Methods: Quantitative HBsAg, medium HBsAg proteins (MHBs), and large HBsAg proteins (LHBs) were measured in two cohorts. The first cohort consisted of patients with CHD. A cross-sectional study of samples from two European institutions (N = 46) was conducted. Outcomes were assessed in a retrospective-prospective study of those patients with a follow-up of >1 year (n = 36), and the longitudinal evolution of HBsAg proteins in those with samples >5 years apart (n = 12) was analysed. The second cohort consisted of patients with HBeAg-negative HBV, and a cross-sectional study was performed (N = 141).

Results: Forty-one (89%) patients with CHD had detectable HDV-RNA, and the presence of HDV-RNA was associated with higher LHBs proportion (p = 0.010). Baseline MHBs (p = 0.051) and MHBs proportion (p = 0.086) tended to be higher in those developing clinical outcomes (9/36, 25%) after a median follow-up of 5.9 years. Patients in which HDV-RNA became spontaneously undetectable during follow-up (5/31, 16.1%) tended to present lower MHBs proportion (p = 0.085). In the longitudinal study, changes in LHBs proportion were observed (p = 0.041), whereas MHBs proportion remained stable (p = 0.209). Regarding HBV, ICs showed lower LHBs proportion (p = 0.027). LHBs and MHBs differed significantly according to HBV genotype, regardless of the HBV phase.

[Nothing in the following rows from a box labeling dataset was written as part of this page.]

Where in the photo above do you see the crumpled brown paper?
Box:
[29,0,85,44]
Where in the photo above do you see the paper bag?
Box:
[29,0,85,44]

Conclusions: Patients with CHD with detectable HDV-RNA presented higher LHBs proportion than those with undetectable HDV-RNA. A trend toward having higher baseline MHBs proportion was observed in patients who developed clinical outcomes or remained with detectable HDV-RNA. This study validates the different HBsAg composition in HBV ICs and reveals the HBV-genotype influence in HBsAg composition.

Impact and implications: The composition of HBsAg in chronic hepatitis D differs in patients with detectable and undetectable HDV viral load and may help predict the likelihood of achieving undetectable HDV viraemia and the development of clinical events such as decompensation. The composition of the surface antigen is also useful to distinguish inactive carriers of HBV, and it varies according to HBV genotype.

Keywords: Genotype; HBV; HBsAg proteins; HDV; Hepatitis B; Hepatitis D; Inactive carrier; Surface antigen.